“贼兵越来越多,我们家族也是支持不住了,最后也开始拖家带口地向南方跑。刚开始还跟着许多的难民,到后来,开始出现了瘟疫,不断地有人死去,有人倒下,人越来越少。不过,终于还是到了淮南,晋室的领土。”
“呵呵……”说到这里,徐贺突然笑了起来,只是笑声之中没有丝毫的温度,只有无尽的嘲讽和冷意,“走过了那么多的地方,历尽了千辛万苦,终于算是到了自己朝廷的地方了。我们兴高采烈,以为自己到家了,可以歇歇了。”

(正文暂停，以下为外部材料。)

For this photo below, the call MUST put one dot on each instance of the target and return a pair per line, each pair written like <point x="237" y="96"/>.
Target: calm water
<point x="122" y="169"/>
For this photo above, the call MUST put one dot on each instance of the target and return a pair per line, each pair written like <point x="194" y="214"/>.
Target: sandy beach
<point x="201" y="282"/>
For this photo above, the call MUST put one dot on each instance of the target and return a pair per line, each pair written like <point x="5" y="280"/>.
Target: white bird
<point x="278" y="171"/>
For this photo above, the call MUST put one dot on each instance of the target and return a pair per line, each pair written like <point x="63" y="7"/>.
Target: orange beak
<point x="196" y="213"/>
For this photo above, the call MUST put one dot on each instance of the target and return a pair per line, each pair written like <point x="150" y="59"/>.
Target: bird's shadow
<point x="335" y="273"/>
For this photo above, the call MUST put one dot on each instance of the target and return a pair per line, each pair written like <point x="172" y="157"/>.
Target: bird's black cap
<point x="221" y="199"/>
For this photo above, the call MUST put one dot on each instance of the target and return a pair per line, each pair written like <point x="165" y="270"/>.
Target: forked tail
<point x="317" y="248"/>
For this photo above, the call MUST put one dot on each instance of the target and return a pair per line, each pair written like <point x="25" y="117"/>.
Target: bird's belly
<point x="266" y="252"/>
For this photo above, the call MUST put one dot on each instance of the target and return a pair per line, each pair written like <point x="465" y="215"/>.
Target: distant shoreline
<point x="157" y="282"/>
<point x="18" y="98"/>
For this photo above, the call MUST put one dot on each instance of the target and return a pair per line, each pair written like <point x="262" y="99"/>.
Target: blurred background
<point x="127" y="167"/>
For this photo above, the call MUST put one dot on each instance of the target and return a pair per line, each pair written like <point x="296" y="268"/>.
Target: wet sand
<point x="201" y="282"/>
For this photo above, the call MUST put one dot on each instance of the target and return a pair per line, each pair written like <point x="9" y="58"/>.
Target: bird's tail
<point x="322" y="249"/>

“谁能想到,这里不是家,而是地狱,是九幽之下最深处的地狱!”
“你们遇到了什么?”徐贺久久不语,索遐忍不住问道。
“遇到了什么?我们那些父母官吶,他们见到了我们这些流民,知道他们用什么来招待我们的吗?”徐贺绷紧了手上的绳子,指节握紧发出“咯嘣咯嘣”的脆响,一声野兽般的低吼在空荡荡的房间里回荡,“他们给我们的,是比胡人还要多的弓箭!”
“为什么会这样?就算他们不接纳你们,也不应该对你们兵戎相见啊!”这一句话一出口,索遐不由得惊呼出声,不可置信地问道。
“为什么?我也想知道为什么,可是没有人告诉我,为什么我们这些北地流民,到最后没有死在胡人的铁蹄之下,竟然死在了自己人的弓箭之下。”徐贺恨恨道,悲凉的笑声依旧在房间中回荡,“无数的箭矢从对岸射来,原本兴高采烈的流民一下子变成了四散而逃的猎物,而我的妻儿、父母、兄弟,统统成了这其中的猎物,永远地倒了下去。后来,我侥幸保住了一条命,才从别人的耳朵里听到,原来,我们是奸细。”
“三十万的奸细,真是好大的手笔。这里面还有十几万的老弱妇孺,有哪一个胡人,可以请得起这么多的奸细,一起来到江东做奸细?不知这是哪一位大人下的命令,真是慧眼如炬啊!”
徐贺说完了话,重新闭上了眼睛,不再出声。房间中的几人全都不说话,气氛变得压抑无比。
“对你的遭遇,我深表同情。但国有国法,家有家规。杀人偿命欠债还钱,是亘古以来的法度。你杀了人,就必定要承受这之后带来的后果。如果你坦承一切,我可以留你一个全尸……”
“也可以,不公布你的姓氏。”索遐看了看徐贺花白的头发,黯然地叹了一口气。
“不必了,从我的家人在我的面前倒下去的时候,我的命就已经不再属于我。在那一刻,我就已经死了。全不全尸,都不重要了。”徐贺重新抬起头来,继续高昂着他的头,“我徐贺所做的一切,无愧于天地,绝不会令祖宗蒙羞。纵然现世会被人污蔑,后世也会有人明白我的苦心。问心无愧,又为何要藏头露尾?”
“冥顽不灵!”审到现在,还是一无所获,索遐有些坐不住了。他在徐贺的身前走来走去,指责道,“你口口声声说,所作所为无愧于天地。你可知道,你这一行为,很有可能将天下黎民,拖入万劫不复的境地。这样的千古罪人,你徐贺一个人,担得起吗?”
“你既然能抓到我,这些东西,你自己去查好了,我什么都不会说的。”徐贺垂下头来,任凭索遐如何质问,也是一句话都不再说了。
“索大人,剩下的事情,还是让我来吧。”从索遐的背后,露出了张曜灵小小的身影。他一步一步地走了上来,然后在徐贺的身前站定。
“是,索遐无能,有劳公子了。”索遐略一拱手,退到张曜灵的身后站立。
突然听到一个小孩子的稚嫩童声,徐贺心中有些奇怪。而且听索遐的语气中满是恭敬,似乎这个小孩子还不一般。他睁开了眼睛,一眼见到了正定定地看着他的张曜灵,不由得吃了一惊。
“你是哪里来的小孩子?怎么会出现在这里?”不怪沉默不语的徐贺会突然出声询问,实在是张曜灵的年纪太小了。纵然他的身体远比同龄人要长得快,看上去就像是五六岁的孩子。但是就算是五六岁,他也依然是一个孩子,尤其是在满脸沧桑的徐贺面前。